DerrickWood / kraken2

The second version of the Kraken taxonomic sequence classification system
MIT License
687 stars 267 forks source link

Kraken causes potential mismatch on k-mer Level #707

Closed pfeiferd closed 1 year ago

pfeiferd commented 1 year ago

Hi,

consider the following example sequence for kraken2:

@FP200005993L1C029R04400746873 CTAATTAACTTAACAGTTTAAGTAATTTAATTAACATAG + GGGGIDFHFGEFGFEHHEEFFGHGFHHGEHHGHGBGGIH

kraken2-2.1.2 (on PowerMac) gives me:

U FP200005993L1C029R04400746873 0 39 412418:5

However, when I blast the sequence against NCBI databases (Complete genomes and Draft genomes and Complete plasmids) and 412418 using

https://blast.ncbi.nlm.nih.gov/Blast.cgi

I do not get a single hit. Is this a bug in kraken2 or am I doing something wrong?

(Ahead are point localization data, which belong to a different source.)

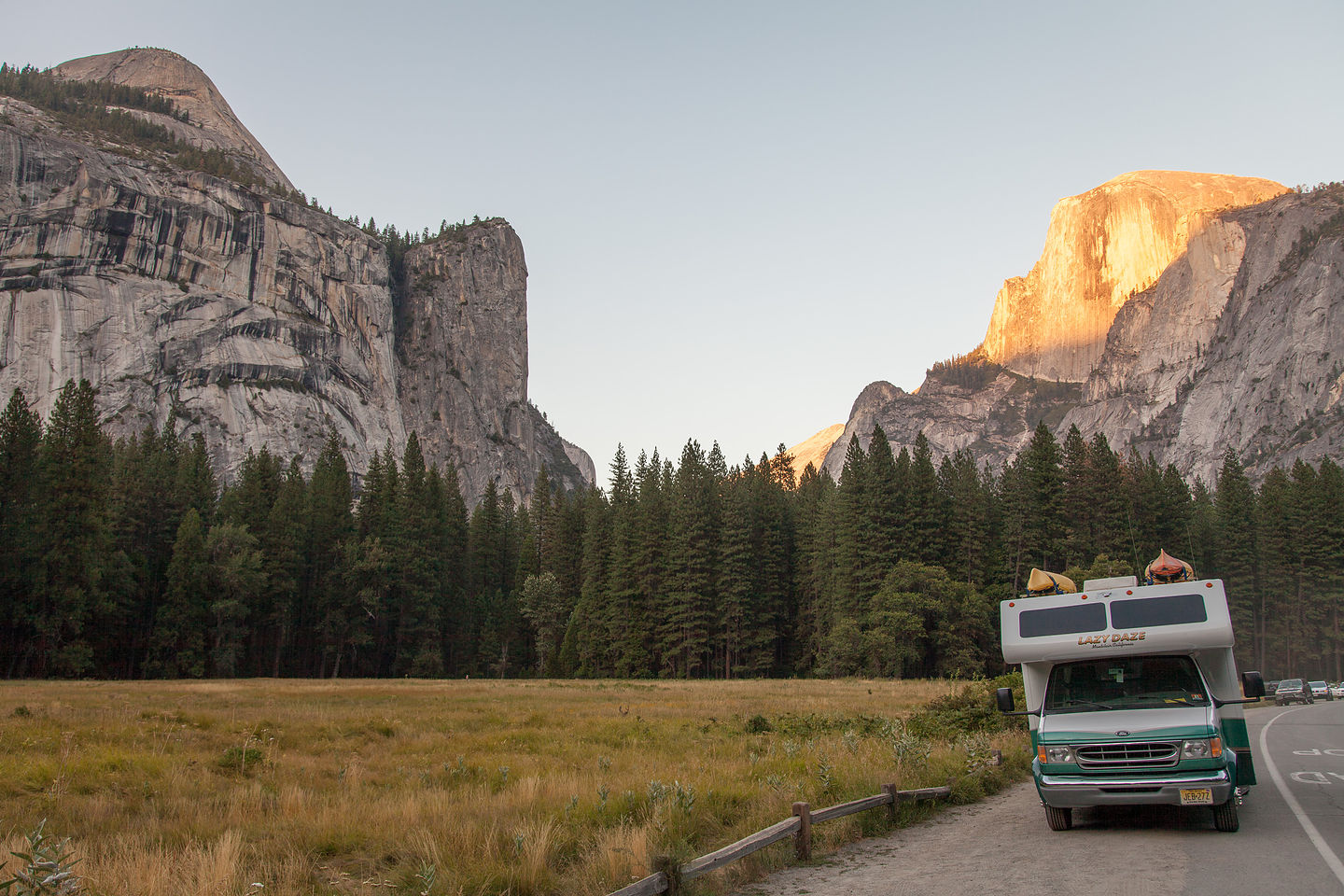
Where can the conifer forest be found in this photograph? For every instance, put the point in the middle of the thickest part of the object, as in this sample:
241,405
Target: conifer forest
127,559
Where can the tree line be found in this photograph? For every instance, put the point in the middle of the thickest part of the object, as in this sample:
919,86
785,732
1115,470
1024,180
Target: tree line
127,559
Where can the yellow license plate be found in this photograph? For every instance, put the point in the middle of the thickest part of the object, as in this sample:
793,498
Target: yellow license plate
1197,797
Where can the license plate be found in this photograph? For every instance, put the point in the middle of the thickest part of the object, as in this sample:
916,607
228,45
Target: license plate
1197,797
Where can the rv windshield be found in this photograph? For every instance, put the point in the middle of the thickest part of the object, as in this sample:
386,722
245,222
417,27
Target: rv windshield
1126,682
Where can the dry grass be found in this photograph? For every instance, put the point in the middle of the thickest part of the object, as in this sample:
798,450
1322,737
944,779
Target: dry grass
360,788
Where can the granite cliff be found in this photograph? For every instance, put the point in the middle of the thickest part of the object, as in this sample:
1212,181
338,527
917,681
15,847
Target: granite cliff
1173,312
252,317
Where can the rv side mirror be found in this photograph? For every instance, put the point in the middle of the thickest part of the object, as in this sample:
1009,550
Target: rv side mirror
1253,684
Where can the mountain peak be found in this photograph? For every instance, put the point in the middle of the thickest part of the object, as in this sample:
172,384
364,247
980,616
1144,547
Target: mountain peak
1103,246
174,77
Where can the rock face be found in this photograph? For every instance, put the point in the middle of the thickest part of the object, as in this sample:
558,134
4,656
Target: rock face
464,344
1238,342
1102,247
813,450
257,321
213,124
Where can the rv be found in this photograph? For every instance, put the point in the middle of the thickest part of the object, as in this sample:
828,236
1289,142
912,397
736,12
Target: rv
1132,696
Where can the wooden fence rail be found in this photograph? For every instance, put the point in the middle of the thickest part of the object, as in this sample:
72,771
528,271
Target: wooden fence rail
799,826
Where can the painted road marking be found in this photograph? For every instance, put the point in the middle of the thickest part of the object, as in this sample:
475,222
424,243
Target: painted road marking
1315,777
1315,835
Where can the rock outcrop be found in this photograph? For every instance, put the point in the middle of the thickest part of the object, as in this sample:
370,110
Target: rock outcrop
254,320
1237,342
464,347
1102,247
211,124
813,449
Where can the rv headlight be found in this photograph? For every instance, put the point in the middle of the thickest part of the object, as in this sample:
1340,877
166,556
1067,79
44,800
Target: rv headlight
1059,754
1195,749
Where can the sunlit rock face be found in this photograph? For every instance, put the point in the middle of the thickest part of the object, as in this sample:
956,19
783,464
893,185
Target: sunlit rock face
813,449
1238,342
250,318
1102,247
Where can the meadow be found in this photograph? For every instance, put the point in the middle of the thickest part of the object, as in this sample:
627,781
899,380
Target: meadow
293,788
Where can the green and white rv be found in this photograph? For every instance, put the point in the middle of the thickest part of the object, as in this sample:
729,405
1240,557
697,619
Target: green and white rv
1132,696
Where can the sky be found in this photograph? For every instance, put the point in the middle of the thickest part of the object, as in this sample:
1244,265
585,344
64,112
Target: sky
738,214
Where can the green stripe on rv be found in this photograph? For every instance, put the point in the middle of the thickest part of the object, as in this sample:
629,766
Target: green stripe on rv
1236,737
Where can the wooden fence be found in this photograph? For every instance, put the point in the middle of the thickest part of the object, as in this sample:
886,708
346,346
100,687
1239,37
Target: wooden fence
668,879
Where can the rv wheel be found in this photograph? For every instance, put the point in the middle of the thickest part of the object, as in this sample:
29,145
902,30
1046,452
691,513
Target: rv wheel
1063,819
1225,816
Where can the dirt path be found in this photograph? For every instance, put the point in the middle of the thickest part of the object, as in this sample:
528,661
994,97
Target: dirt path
999,847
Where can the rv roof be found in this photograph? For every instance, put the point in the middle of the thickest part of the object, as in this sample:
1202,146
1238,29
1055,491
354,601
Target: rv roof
1123,620
1118,581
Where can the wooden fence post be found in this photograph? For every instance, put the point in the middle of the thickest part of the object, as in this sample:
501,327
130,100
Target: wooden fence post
891,805
672,871
803,840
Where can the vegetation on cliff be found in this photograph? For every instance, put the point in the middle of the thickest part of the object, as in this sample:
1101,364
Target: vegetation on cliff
127,560
100,107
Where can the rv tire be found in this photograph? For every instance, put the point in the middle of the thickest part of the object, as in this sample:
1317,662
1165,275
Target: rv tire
1225,816
1062,819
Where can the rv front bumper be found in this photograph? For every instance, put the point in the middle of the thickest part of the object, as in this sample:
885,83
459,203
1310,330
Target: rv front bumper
1080,791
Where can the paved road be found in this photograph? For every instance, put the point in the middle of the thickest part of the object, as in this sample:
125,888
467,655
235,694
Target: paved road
1291,840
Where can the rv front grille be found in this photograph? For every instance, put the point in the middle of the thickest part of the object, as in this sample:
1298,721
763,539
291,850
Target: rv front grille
1144,752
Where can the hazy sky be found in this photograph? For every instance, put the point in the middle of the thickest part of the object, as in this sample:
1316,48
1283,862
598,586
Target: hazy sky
736,216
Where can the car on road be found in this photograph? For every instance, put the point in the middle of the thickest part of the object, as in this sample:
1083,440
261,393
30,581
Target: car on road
1292,691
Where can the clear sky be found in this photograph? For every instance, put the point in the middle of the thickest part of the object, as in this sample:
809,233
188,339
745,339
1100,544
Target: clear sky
736,216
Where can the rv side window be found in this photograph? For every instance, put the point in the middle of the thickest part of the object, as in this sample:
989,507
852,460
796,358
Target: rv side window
1082,617
1172,610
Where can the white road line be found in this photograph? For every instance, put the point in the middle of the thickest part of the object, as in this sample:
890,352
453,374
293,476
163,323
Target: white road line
1315,835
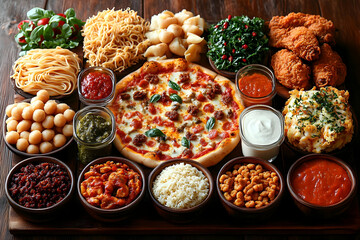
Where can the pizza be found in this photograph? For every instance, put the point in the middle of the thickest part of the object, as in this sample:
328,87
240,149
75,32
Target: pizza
171,109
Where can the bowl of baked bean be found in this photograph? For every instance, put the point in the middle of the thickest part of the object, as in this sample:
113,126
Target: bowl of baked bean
39,188
250,188
111,188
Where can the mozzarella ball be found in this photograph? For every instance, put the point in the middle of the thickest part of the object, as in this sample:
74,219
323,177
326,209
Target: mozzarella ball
33,149
22,105
50,107
16,113
59,120
22,144
24,125
36,126
39,115
34,99
35,137
9,109
27,113
46,147
38,104
67,130
12,125
25,135
69,114
43,95
61,107
48,122
165,36
12,137
59,140
48,135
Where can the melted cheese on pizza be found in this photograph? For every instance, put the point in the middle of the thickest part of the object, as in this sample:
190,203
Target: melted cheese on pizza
176,113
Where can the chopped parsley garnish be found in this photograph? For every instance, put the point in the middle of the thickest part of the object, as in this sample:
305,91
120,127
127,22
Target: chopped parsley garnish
237,41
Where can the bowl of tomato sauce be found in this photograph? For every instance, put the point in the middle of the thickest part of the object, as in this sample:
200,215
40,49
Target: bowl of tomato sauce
96,86
321,185
256,85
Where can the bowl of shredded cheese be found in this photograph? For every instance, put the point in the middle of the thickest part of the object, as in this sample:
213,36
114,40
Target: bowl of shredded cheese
180,189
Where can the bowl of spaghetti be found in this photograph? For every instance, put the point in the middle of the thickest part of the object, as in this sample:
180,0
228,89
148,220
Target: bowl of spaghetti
55,70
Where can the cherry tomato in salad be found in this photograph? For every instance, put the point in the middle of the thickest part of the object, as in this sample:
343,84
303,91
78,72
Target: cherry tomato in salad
43,21
24,21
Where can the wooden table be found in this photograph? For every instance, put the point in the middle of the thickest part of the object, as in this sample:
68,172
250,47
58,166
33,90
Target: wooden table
344,14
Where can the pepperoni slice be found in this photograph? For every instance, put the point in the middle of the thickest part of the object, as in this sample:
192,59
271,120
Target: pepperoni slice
227,125
164,147
197,128
152,109
136,124
143,84
203,142
201,98
172,91
213,134
150,143
188,117
209,108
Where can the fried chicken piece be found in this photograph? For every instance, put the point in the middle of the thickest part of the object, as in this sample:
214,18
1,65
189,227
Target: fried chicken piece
303,43
290,71
329,69
322,28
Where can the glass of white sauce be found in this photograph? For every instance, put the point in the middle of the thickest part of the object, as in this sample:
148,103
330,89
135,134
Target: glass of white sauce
261,131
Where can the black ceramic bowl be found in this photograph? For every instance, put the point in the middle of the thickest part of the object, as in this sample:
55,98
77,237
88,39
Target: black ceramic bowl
176,215
318,211
244,213
39,214
116,214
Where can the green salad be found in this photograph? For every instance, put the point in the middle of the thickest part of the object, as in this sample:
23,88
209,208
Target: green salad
237,41
45,29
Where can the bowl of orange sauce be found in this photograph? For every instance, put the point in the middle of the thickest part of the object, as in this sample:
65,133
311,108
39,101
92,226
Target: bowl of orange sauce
321,185
256,85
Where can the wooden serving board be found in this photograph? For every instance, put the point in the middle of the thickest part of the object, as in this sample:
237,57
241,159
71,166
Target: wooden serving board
287,220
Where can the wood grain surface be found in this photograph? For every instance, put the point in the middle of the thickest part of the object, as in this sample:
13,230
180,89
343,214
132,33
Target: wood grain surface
344,14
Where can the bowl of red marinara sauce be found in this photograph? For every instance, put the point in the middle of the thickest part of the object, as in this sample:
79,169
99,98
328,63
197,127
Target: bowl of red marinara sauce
321,185
96,86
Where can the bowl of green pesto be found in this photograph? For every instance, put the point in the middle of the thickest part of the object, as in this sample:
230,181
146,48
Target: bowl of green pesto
94,132
235,42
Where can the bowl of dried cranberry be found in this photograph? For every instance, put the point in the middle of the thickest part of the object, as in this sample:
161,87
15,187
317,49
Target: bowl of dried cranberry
39,188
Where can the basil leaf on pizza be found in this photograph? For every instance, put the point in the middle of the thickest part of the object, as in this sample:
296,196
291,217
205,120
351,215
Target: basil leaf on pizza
175,98
185,142
182,111
210,124
155,98
155,133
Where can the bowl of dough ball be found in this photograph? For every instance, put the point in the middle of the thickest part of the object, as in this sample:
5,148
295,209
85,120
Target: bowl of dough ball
250,189
180,189
38,126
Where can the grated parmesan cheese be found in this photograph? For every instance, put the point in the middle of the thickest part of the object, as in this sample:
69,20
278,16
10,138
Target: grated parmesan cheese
181,186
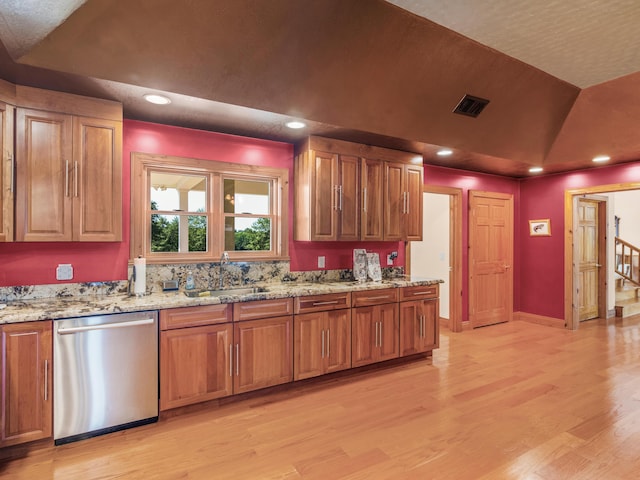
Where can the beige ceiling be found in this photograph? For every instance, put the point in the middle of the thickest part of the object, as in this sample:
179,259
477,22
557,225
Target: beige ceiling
365,71
584,42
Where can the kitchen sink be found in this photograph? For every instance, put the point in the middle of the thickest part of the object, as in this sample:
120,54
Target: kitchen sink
224,291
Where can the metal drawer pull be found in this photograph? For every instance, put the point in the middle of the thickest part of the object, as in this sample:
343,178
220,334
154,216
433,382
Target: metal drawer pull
381,297
332,302
88,328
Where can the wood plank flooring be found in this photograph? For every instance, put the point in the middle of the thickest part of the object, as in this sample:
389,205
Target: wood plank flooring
510,401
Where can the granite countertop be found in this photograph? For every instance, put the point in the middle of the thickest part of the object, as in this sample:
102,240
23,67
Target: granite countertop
52,308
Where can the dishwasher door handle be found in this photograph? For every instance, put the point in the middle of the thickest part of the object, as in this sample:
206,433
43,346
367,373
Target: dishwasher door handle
88,328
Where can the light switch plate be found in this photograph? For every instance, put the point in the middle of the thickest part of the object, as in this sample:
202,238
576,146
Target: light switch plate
64,271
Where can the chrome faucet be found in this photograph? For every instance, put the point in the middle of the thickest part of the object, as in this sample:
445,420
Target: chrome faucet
224,259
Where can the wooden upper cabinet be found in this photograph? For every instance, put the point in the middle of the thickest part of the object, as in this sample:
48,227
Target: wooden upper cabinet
348,198
6,172
68,169
27,381
349,191
372,211
403,202
330,184
97,196
44,173
414,184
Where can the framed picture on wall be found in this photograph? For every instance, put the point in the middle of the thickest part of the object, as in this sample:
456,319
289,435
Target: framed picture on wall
540,228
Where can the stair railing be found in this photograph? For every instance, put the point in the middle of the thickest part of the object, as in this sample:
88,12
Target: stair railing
627,260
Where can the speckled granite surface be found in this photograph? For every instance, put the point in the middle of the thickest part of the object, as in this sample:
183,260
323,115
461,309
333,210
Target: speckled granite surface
114,300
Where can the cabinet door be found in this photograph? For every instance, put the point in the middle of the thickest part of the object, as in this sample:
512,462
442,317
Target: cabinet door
309,345
431,324
264,353
337,346
371,213
413,210
194,365
97,180
6,172
349,198
364,339
411,327
394,201
419,328
26,371
389,331
324,197
44,174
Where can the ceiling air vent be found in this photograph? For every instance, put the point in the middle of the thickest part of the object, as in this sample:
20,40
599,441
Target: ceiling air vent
471,106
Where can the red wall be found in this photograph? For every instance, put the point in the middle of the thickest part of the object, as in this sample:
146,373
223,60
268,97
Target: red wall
542,258
466,181
35,263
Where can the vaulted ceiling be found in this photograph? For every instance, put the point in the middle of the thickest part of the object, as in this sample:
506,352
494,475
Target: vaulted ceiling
563,82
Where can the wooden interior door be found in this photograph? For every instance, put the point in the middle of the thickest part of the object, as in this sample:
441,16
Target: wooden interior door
490,258
587,234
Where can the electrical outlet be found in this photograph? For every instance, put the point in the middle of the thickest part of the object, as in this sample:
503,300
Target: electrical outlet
64,271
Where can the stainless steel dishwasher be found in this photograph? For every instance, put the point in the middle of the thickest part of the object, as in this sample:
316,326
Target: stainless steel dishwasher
105,374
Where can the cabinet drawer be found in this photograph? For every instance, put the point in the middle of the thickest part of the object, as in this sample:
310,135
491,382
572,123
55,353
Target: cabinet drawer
194,316
418,292
374,297
262,309
317,303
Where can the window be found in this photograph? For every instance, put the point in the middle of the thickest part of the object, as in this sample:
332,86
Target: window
187,210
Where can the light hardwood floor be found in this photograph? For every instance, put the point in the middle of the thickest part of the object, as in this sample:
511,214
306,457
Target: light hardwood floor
510,401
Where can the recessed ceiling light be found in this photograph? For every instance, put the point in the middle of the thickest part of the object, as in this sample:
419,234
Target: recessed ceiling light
445,152
157,99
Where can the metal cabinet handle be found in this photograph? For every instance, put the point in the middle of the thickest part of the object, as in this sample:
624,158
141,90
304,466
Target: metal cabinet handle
46,380
12,178
332,302
66,178
237,359
105,326
75,179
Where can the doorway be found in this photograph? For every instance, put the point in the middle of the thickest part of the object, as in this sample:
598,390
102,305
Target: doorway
451,201
590,252
490,258
572,298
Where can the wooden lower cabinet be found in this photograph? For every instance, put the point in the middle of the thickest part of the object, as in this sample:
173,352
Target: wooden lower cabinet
195,365
322,343
374,334
27,381
419,319
263,353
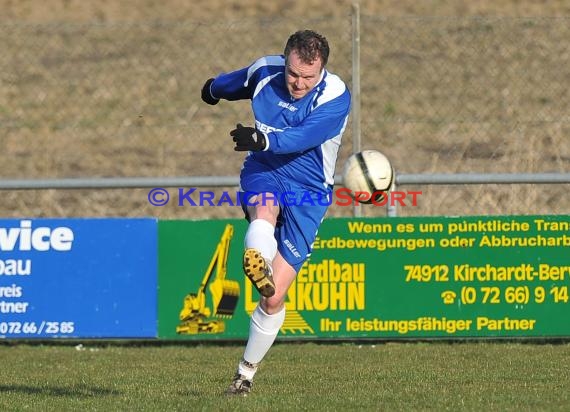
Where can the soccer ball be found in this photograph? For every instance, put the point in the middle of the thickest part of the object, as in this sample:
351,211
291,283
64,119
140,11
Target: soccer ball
370,173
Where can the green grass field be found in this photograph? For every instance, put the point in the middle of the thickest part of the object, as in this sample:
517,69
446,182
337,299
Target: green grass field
486,376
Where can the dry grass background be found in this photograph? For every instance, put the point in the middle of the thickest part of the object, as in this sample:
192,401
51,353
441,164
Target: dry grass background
111,88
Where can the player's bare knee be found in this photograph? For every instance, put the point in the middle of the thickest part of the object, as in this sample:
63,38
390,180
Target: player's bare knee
266,207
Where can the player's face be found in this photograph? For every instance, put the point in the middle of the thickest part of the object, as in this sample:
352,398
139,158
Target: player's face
301,77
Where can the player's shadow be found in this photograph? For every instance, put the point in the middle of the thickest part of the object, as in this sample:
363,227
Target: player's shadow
60,391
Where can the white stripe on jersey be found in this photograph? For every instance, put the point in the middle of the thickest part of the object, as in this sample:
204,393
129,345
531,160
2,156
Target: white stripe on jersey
264,61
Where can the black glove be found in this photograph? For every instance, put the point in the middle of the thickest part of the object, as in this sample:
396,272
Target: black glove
248,138
207,95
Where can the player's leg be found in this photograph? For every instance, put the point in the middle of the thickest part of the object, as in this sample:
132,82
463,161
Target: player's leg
260,242
265,323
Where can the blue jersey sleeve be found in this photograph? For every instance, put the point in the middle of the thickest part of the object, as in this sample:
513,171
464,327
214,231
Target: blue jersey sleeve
232,86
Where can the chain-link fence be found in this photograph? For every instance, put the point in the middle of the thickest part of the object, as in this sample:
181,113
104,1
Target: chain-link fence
443,95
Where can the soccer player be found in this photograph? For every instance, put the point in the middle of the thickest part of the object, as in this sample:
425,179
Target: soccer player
300,111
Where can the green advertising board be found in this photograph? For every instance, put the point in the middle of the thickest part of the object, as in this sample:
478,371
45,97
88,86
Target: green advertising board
414,278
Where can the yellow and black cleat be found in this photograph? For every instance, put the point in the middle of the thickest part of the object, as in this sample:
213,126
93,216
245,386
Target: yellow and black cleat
259,272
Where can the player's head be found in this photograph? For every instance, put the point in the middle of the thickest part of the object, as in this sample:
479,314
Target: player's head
306,54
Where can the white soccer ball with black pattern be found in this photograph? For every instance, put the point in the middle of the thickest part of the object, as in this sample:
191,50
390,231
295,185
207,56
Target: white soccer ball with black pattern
369,171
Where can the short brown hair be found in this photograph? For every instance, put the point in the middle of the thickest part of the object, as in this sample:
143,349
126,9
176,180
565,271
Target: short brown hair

I used the DB "Standard 8" (k2_standard_08gb_20221209) from here: https://benlangmead.github.io/aws-indexes/k2

Thanks, Daniel

pfeiferd commented 1 year ago

(I can offer more of such examples...)

AzizHN commented 1 year ago

What confidence are you working with ?

pfeiferd commented 1 year ago

What confidence are you working with ?

Its all defaults... Like this: kraken2 -db /Users/dpfeifer/dev/bioinf/kraken2-2.1.2/dbs/k2_standard_08gb_20221209 /Users/dpfeifer/problem2.fastq

(But I don't think it would matter since conficence comes into play AFTER the indiviual kmers matches have been counted...)

pfeiferd commented 1 year ago

I now also created a kraken database with just the (one) fasta file for 412418 from refseq (GCF_000019705.1_ASM1970v1_genomic.fna). Same thing happens.

AzizHN commented 1 year ago

I tried to run some experiments the last few days. and I have the same thing.

BLASTING reads done a percentage of 1253/1266 mismatches !

pfeiferd commented 1 year ago

I tried to run some experiments the last few days. and I have the same thing.

BLASTING reads done a percentage of 1253/1266 mismatches !

The kraken2 paper talks about a probabilistic hash table with an error rate of 1% - which is "generally speaking" rather high for such purposes. That woud explain miscounts which is in the range of 1%. But you mean more like 99% mismatches???

BUT: It is important to consider this on the k-mer level first. Blasting might be misleading on the level of a whole read because read errors are very common and so a blast of a rather long sequence with several errors (like a read) might not lead to any hits just for that reason.

I really hope this DOES NOT invalidate all the research and professional analysis built on top of kraken2...

pfeiferd commented 1 year ago

Has their been some (more or less rigrorous) functional testing of kraken2? (I have not read the source code and have not checked for test code there either.)

DerrickWood commented 1 year ago

Kraken 2's paper does indeed talk about a probabilistic hash table with a non-zero error rate. Note that it also discusses the fact that k-mers are NOT stored in its hash table, but rather minimizers are, and the minimizer of a k-mer is queried against the table, with the minimizer's associated taxid used as the k-mer's taxid. That is why runs of consecutive k-mers will often share a taxid.

Also note that in v2.0.9, we introduced the --minimum-hit-groups option (with a default of 2) to require multiple hit groups (a set of overlapping k-mers with the same minimizer) to exist prior to making a classification. The example in the first post here failed this criterion, so it was unclassified (see the U at the beginning of the line and 0 in the third column).

None of the data discussed in this issue is a bug in Kraken 2.